25 Nisan 2014 Cuma

Kamelyalı Kadın / La Dame Aux Camelias


Okuma Şenliği bahanesiyle bu ay dünya klasiklerinin tadını çıkarıyorum. Bu satırları yazarken mesela Anna Karenina'yı okuyorum. Şenlik için okuyacağım son kitap ise en sevdiğim, önce okuyup, ardından filmini izleyeceğim. Elbette ki Wuthering Heights. Bir bahane yaratıp devamında da Dostoyevski okusam süper olacak. 
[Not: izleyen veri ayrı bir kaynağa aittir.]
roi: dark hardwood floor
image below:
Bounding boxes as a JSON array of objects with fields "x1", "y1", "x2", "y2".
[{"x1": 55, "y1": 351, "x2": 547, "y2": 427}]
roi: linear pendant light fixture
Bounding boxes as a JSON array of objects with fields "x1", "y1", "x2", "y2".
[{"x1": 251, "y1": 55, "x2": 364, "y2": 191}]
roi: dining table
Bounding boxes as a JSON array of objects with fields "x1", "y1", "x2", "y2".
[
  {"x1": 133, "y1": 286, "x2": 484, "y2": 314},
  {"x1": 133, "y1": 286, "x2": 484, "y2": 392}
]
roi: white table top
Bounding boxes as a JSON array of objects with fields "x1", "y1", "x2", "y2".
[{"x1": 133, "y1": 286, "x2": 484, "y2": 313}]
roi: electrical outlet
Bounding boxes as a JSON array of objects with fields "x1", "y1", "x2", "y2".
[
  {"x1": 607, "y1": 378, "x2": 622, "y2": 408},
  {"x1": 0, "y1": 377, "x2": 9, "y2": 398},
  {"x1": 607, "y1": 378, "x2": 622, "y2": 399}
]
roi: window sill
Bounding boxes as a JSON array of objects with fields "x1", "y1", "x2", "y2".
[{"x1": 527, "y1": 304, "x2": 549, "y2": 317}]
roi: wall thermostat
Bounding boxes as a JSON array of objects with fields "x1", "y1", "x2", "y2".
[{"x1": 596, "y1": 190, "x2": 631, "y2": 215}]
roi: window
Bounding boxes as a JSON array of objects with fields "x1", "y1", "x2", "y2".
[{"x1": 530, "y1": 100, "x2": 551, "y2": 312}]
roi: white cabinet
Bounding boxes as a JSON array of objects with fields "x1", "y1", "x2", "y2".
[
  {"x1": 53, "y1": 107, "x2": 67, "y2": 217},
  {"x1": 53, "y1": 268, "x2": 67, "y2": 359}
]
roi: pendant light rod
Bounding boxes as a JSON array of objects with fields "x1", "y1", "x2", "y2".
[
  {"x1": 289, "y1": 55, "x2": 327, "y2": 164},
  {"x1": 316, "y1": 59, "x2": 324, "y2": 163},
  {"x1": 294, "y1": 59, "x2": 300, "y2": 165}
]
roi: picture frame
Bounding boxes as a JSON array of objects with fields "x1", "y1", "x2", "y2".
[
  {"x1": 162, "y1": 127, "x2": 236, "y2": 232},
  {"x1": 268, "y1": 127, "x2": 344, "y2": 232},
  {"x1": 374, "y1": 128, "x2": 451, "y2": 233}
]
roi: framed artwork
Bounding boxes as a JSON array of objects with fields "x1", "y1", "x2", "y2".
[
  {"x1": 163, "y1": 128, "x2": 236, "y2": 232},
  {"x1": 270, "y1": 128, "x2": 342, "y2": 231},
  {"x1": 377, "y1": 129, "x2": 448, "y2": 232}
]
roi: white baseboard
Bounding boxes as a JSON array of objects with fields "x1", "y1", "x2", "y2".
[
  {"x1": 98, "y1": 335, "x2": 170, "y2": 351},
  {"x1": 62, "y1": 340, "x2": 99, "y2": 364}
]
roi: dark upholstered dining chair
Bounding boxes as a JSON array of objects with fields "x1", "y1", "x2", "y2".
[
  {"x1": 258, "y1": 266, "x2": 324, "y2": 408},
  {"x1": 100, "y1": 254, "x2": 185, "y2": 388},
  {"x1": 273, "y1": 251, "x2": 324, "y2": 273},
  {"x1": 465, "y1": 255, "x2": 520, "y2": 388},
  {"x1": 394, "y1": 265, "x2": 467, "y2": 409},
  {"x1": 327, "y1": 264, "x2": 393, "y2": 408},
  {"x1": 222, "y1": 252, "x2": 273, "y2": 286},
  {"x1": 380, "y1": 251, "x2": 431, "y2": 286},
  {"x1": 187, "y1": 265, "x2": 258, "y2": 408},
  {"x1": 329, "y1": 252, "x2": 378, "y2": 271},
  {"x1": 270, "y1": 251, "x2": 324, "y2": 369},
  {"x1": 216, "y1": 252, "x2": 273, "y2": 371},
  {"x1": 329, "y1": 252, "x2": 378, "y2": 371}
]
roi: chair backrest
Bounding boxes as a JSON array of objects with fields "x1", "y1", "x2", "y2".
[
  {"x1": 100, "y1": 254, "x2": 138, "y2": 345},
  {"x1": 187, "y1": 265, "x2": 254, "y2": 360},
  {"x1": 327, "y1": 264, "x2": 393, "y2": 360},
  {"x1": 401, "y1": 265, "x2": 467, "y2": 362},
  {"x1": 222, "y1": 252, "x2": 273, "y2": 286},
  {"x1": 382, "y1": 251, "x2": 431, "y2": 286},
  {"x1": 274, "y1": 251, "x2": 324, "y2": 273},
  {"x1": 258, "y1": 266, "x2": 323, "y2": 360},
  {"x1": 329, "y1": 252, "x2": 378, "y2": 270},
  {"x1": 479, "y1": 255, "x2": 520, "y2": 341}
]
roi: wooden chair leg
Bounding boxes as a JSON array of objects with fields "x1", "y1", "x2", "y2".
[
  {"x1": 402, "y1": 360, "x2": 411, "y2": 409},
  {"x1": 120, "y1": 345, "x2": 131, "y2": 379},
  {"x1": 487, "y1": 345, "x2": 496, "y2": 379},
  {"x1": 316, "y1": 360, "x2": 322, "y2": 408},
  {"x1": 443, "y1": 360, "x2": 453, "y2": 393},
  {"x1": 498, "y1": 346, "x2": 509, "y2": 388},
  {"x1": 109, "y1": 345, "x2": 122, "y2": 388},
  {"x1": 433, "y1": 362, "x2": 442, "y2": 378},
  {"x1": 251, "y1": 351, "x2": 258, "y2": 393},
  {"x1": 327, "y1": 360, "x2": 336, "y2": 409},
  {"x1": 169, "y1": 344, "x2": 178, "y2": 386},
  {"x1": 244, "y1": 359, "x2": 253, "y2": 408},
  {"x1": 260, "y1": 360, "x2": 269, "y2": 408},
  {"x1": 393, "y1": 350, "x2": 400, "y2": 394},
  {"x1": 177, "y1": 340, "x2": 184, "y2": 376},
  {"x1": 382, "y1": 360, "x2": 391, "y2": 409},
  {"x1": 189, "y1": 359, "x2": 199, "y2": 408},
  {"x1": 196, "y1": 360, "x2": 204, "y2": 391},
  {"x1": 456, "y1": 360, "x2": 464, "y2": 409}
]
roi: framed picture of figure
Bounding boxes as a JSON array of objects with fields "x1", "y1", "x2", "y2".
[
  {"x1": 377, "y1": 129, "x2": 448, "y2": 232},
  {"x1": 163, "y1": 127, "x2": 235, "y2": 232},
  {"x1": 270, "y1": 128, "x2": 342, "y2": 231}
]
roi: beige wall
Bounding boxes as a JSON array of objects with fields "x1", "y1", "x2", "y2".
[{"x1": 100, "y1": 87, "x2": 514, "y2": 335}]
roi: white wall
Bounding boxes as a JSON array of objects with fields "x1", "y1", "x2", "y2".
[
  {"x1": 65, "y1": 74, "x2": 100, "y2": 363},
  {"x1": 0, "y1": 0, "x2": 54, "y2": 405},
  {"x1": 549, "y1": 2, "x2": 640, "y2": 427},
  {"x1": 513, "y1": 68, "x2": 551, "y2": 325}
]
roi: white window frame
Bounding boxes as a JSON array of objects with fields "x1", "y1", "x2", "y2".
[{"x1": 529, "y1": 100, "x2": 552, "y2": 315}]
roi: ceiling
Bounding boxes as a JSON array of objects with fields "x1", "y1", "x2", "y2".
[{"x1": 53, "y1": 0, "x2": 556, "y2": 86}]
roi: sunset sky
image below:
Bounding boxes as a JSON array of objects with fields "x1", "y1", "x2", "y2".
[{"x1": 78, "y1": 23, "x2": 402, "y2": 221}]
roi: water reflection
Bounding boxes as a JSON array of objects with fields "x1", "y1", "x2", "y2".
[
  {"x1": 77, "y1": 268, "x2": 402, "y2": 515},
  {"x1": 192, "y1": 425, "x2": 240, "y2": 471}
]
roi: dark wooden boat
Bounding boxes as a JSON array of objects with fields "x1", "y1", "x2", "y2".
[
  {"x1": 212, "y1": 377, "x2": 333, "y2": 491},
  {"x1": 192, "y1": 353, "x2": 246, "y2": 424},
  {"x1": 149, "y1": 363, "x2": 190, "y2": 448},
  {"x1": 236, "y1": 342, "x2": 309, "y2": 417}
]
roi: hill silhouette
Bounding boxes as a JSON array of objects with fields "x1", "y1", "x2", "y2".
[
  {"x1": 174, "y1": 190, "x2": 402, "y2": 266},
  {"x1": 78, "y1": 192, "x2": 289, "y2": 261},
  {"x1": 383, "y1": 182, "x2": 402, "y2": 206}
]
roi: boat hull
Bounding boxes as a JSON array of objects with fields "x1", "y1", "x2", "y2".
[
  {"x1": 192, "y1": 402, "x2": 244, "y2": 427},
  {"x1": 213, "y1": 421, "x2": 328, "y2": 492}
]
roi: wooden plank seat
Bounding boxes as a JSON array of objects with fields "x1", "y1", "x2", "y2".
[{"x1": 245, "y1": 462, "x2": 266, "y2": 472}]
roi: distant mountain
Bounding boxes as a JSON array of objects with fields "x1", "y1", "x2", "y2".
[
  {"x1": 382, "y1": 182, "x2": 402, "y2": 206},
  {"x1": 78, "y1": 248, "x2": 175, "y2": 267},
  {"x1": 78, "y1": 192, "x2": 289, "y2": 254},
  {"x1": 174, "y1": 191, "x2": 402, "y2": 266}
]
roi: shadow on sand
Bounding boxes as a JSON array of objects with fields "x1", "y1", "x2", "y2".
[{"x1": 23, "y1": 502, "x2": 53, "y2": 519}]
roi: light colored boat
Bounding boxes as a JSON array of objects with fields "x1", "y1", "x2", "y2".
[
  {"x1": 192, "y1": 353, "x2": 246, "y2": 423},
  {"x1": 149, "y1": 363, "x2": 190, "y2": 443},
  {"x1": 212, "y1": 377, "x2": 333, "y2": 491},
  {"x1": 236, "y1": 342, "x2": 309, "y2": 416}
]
Kamelyalı Kadın okuduğum en içten aşk hikayesini anlatıyor. Marguerite ile Armand'ın hüzünlü aşkını. Bir çırpıda okunan, iç acıtan bir aşk hikayesi. Anna Karenina için en büyük aşk hikayesi denir genellikle, bence Kamelyalı Kadın çok daha hüzünlü, etkileyici, iç burkan, gerçek bir aşkı anlatıyor. Anna Karenina'da Vronski, Armand kadar aşık, Armand kadar fedakar değildir. Ardına bakmadan yoluna devam eder. Armand ise Marquerite'den hiç bir zaman vazgeçmez, elbette hatalar yapar ancak aşkına hep sahip çıkar. 
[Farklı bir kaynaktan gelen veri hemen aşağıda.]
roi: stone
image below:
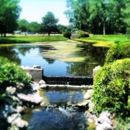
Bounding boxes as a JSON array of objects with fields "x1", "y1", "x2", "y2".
[
  {"x1": 5, "y1": 105, "x2": 15, "y2": 114},
  {"x1": 96, "y1": 122, "x2": 113, "y2": 130},
  {"x1": 95, "y1": 111, "x2": 113, "y2": 130},
  {"x1": 88, "y1": 101, "x2": 95, "y2": 111},
  {"x1": 33, "y1": 65, "x2": 41, "y2": 69},
  {"x1": 39, "y1": 80, "x2": 46, "y2": 85},
  {"x1": 16, "y1": 83, "x2": 25, "y2": 91},
  {"x1": 7, "y1": 113, "x2": 21, "y2": 124},
  {"x1": 39, "y1": 80, "x2": 47, "y2": 89},
  {"x1": 17, "y1": 92, "x2": 43, "y2": 104},
  {"x1": 6, "y1": 86, "x2": 16, "y2": 95},
  {"x1": 16, "y1": 106, "x2": 24, "y2": 113},
  {"x1": 84, "y1": 89, "x2": 94, "y2": 100}
]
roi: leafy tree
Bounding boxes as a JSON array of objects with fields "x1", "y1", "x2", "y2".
[
  {"x1": 18, "y1": 19, "x2": 29, "y2": 35},
  {"x1": 0, "y1": 0, "x2": 21, "y2": 36},
  {"x1": 28, "y1": 22, "x2": 40, "y2": 33},
  {"x1": 65, "y1": 0, "x2": 90, "y2": 31},
  {"x1": 57, "y1": 24, "x2": 67, "y2": 33},
  {"x1": 65, "y1": 0, "x2": 129, "y2": 34},
  {"x1": 122, "y1": 0, "x2": 130, "y2": 37},
  {"x1": 42, "y1": 12, "x2": 58, "y2": 36}
]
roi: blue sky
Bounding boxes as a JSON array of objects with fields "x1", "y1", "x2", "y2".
[{"x1": 19, "y1": 0, "x2": 69, "y2": 25}]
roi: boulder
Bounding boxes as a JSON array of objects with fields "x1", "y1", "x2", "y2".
[
  {"x1": 95, "y1": 111, "x2": 113, "y2": 130},
  {"x1": 39, "y1": 80, "x2": 47, "y2": 89}
]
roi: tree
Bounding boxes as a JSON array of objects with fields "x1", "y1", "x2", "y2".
[
  {"x1": 42, "y1": 12, "x2": 59, "y2": 36},
  {"x1": 122, "y1": 0, "x2": 130, "y2": 37},
  {"x1": 65, "y1": 0, "x2": 129, "y2": 34},
  {"x1": 57, "y1": 24, "x2": 67, "y2": 34},
  {"x1": 0, "y1": 0, "x2": 21, "y2": 36},
  {"x1": 18, "y1": 19, "x2": 29, "y2": 35},
  {"x1": 28, "y1": 22, "x2": 40, "y2": 33},
  {"x1": 65, "y1": 0, "x2": 90, "y2": 31}
]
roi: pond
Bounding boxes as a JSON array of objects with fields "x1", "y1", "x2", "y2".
[
  {"x1": 24, "y1": 89, "x2": 87, "y2": 130},
  {"x1": 0, "y1": 41, "x2": 108, "y2": 76}
]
Marquerite, çok etkileyici bir karakter, naif, zarif ancak çok güçlü bir kadın. Kamelyalı Kadın'ı mutlaka okuyun. Kendinizi Antin Sokağı'nda gezerken bulacaksınız. Gözleriniz önünde yaşanan hüzünlü bir hikayeyi izleyeceksiniz. Hem diğer klasikler gibi yüzlerce sayfada değil bir çırpıda bitiyor. Ardından da Greta Garbo'nun müthiş Camille'sini izleyin. Pişman olmayacaksınız.